Typically, phonons in the optical branches of vibrational dispersion relationships have energies on the order of or greater than kT and, therefore, the approximations ħω<<kT and N_{q}>>1 cannot be made. Yet, a reasonable route that still provides a detour from dealing with complex phonon dispersions is using the Einstein model which states that only one phonon mode exists in solids. For optical phonons, this approximation turns out to be sufficient due to very little slope variation in ω(q) and, thus, we can claim ħω(q) ≅ ħω, a constant. Consequently, N_{q} is also a constant (only T dependent). The last approximation, g(E')=g(E±ħω) ~ g(E), cannot be made since ħω ~ E and there is no workaround for it, but the added complexity to the sum for τ is minimal.

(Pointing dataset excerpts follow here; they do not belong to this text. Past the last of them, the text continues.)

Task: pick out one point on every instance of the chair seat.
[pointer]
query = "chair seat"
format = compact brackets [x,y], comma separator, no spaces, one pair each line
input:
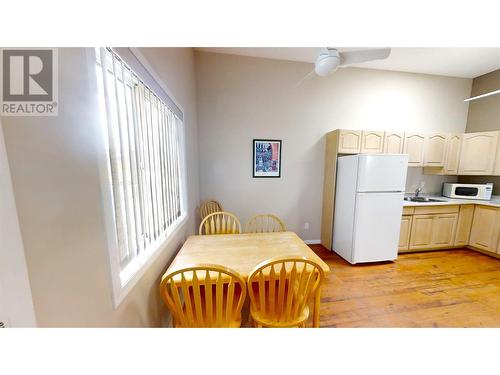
[272,320]
[204,324]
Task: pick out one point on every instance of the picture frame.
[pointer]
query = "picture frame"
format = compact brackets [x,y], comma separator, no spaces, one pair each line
[266,161]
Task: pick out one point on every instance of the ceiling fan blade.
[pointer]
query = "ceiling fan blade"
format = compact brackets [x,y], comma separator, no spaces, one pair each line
[305,78]
[355,57]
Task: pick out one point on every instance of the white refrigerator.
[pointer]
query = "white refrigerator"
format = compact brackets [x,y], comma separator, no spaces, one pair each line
[368,206]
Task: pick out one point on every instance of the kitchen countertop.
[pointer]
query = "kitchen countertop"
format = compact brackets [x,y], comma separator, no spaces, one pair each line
[494,202]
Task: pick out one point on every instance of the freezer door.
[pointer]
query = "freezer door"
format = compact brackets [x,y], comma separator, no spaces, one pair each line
[382,172]
[377,223]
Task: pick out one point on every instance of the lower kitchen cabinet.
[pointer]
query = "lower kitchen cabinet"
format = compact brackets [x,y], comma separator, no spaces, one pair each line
[464,224]
[447,227]
[421,232]
[432,231]
[443,230]
[485,230]
[404,234]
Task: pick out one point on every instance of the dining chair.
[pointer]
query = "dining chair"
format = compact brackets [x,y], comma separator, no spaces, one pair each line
[265,223]
[280,290]
[220,223]
[204,295]
[209,207]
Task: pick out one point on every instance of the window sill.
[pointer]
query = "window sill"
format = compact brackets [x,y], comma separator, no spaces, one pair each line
[138,267]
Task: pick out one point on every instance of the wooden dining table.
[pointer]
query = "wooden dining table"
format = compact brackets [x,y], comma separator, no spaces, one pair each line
[243,252]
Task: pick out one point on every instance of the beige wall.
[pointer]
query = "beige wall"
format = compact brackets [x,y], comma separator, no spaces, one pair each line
[55,175]
[241,98]
[484,115]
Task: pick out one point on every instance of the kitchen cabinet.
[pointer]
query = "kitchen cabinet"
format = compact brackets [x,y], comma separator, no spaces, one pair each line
[464,224]
[496,172]
[404,234]
[435,149]
[453,154]
[414,146]
[443,230]
[478,153]
[372,142]
[393,143]
[421,231]
[349,142]
[485,228]
[452,157]
[433,227]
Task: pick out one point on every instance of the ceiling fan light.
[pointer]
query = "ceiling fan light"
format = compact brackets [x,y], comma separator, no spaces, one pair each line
[327,63]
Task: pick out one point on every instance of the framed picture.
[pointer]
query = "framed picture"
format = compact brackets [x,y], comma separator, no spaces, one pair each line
[266,158]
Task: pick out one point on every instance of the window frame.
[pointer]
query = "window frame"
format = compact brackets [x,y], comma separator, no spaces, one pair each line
[123,280]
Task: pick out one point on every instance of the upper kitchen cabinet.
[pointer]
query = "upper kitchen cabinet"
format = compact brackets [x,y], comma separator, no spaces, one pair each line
[372,142]
[496,172]
[349,142]
[478,153]
[451,159]
[393,143]
[453,154]
[414,146]
[485,228]
[435,149]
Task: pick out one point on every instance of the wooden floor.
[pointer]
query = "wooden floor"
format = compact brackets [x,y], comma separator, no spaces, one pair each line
[453,288]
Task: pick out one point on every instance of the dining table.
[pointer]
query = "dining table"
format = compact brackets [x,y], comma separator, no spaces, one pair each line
[243,252]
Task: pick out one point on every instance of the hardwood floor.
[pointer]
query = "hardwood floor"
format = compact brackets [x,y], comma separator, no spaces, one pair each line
[452,288]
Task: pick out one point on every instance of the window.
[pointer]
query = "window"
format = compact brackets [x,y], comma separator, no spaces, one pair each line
[143,140]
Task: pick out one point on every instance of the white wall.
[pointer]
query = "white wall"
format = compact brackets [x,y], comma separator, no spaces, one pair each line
[55,176]
[484,115]
[241,98]
[16,304]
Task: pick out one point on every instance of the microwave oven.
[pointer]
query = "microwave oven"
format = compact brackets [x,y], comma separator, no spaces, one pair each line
[468,191]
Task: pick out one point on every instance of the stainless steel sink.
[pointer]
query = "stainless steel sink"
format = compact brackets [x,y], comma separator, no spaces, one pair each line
[422,199]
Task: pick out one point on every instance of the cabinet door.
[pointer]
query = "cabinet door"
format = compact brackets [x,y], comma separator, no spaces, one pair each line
[372,142]
[421,231]
[485,228]
[443,230]
[414,145]
[349,142]
[478,153]
[393,143]
[453,154]
[435,149]
[464,224]
[404,234]
[496,172]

 $\frac{1}{\tau} = \sum_{k'} S_{k'k}^{Op}=\frac{2\pi}{\hbar} Z_{DP}^{2}\frac{\hbar \omega}{2V\rho c^{2}} (N_{q}+\frac{1}{2} \pm \frac{1}{2}) \sum_{k'} \delta _{k', k \pm q}\delta [E(k')-E(k) \pm \hbar \omega]$
 $=Z_{DP}^{2}\frac{\hbar \omega}{8 \pi ^2 \hbar\rho c^{2}} (N_{q}+\frac{1}{2} \pm \frac{1}{2}) g(E \pm \hbar \omega) \; \; (18)$.

The sum turns to the density of states at E' and the Bose–Einstein distribution can be taken out of the sum due to ħω(q) ≅ ħω.